Abstract: FR-PO0708
Membranous-Like Glomerulopathy with Masked IgG-k Deposits in a Pediatric Patient with Juvenile Idiopathic Arthritis (JIA)
Session Information
- Pediatric Nephrology: CKD, ESKD, and Glomerular Diseases
November 07, 2025 | Location: Exhibit Hall, Convention Center
Abstract Time: 10:00 AM - 12:00 PM
Category: Pediatric Nephrology
- 1900 Pediatric Nephrology
Authors
- Chati, Priyanka, Ann and Robert H Lurie Children's Hospital of Chicago Foundation, Chicago, Illinois, United States
- Krissberg, Jill, Ann and Robert H Lurie Children's Hospital of Chicago Foundation, Chicago, Illinois, United States
- Henriksen, Kammi J., The University of Chicago, Chicago, Illinois, United States
- Nolan, Brian, Ann and Robert H Lurie Children's Hospital of Chicago Foundation, Chicago, Illinois, United States
- Harris, Meredith, Ann and Robert H Lurie Children's Hospital of Chicago Foundation, Chicago, Illinois, United States
Introduction
Membranous-like glomerulopathy with masked IgG-kappa deposits (MGMID) is a rare, biopsy-diagnosed condition seen predominantly in young females. It presents with proteinuria, microscopic hematuria, and negative immune serologies. Routine immunofluorescence (IF) often shows only C3 staining, leading to misdiagnoses such as C3 glomerulonephritis (C3GN). Diagnosis requires repeat IF on paraffin-embedded tissue with protease digestion to "unmask" the IgG-kappa deposits.
Case Description
We report a case of a 12-year-old Hispanic female with systemic JIA complicated by hypertension and posterior reversible encephalopathy syndrome and acute anterior uveitis, on biweekly tocilizumab, referred to nephrology for persistent proteinuria (UPC 1–1.5 g/g) without hematuria. Her kidney function was normal. Serologic workup was unrevealing except for positive ANA at 640 and mildly low C3 of 73mg/dL.

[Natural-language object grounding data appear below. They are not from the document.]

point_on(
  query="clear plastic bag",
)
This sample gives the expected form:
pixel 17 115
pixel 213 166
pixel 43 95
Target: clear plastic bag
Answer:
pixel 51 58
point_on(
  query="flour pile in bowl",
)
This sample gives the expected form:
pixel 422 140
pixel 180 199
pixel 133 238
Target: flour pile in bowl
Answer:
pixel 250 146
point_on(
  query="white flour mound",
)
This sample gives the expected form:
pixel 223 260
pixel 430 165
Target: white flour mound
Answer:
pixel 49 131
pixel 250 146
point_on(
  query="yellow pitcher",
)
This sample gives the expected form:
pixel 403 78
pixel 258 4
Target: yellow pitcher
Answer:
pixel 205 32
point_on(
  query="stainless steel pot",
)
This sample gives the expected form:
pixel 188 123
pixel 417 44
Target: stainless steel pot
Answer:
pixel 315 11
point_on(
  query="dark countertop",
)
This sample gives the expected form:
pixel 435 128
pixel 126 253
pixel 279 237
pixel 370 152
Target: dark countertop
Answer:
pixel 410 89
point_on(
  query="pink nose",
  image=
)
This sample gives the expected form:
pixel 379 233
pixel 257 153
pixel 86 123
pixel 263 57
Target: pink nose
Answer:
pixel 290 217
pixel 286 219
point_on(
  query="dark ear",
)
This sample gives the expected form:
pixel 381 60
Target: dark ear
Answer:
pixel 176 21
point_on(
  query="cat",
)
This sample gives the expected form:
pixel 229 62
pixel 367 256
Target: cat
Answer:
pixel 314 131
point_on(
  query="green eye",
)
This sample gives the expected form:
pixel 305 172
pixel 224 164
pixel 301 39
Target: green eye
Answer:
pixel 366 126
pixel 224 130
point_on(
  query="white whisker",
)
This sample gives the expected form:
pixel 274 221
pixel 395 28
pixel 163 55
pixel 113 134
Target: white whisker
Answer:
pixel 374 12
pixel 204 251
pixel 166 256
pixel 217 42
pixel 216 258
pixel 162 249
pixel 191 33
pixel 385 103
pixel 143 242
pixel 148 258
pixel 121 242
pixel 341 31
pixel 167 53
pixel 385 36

Initial kidney biopsy revealed features concerning for mild C3GN vs latent infection-related GN. C3GN panel was negative. Lisinopril was initiated for 2 months, but UPC worsened to 2.2 g/g. High dose prednisone (60mg daily-1mg/kg) was initiated for 4 weeks and resulted in mild improvement with UPC 1.4 g/g. Steroids were tapered, and she initiated Mycophenolate mofetil (MMF) (600mg/m2) twice daily. Tocilizumab was spaced to every 6 weeks after MMF initiation.
Despite immunosuppression, proteinuria persisted (UPC 1.75 g/g), prompting repeat biopsy. Findings included glomerular basement membrane thickening with spikes, mesangial hypercellularity, and segmental sclerosis. Routine IF again showed isolated C3 staining. Based on her autoimmune history, repeat IF on protease-digested paraffin tissue confirmed IgG-kappa deposits, consistent with MGMID.
She remains on MMF and lisinopril with UPC improving to 0.46 g/g at 6 months. Kidney function remains normal, and tocilizumab was discontinued due to JIA remission.
Discussion
MGMID often mimics C3GN due to dominant C3 staining, leading to misclassification. Outcomes vary from spontaneous remission or mild disease to end stage renal disease. Optimal treatment remains unclear as some patients respond to RAAS blockade alone while some require immunosuppression. While linked to other autoimmune diseases, MGMID is rarely reported with autoinflammatory conditions like systemic JIA.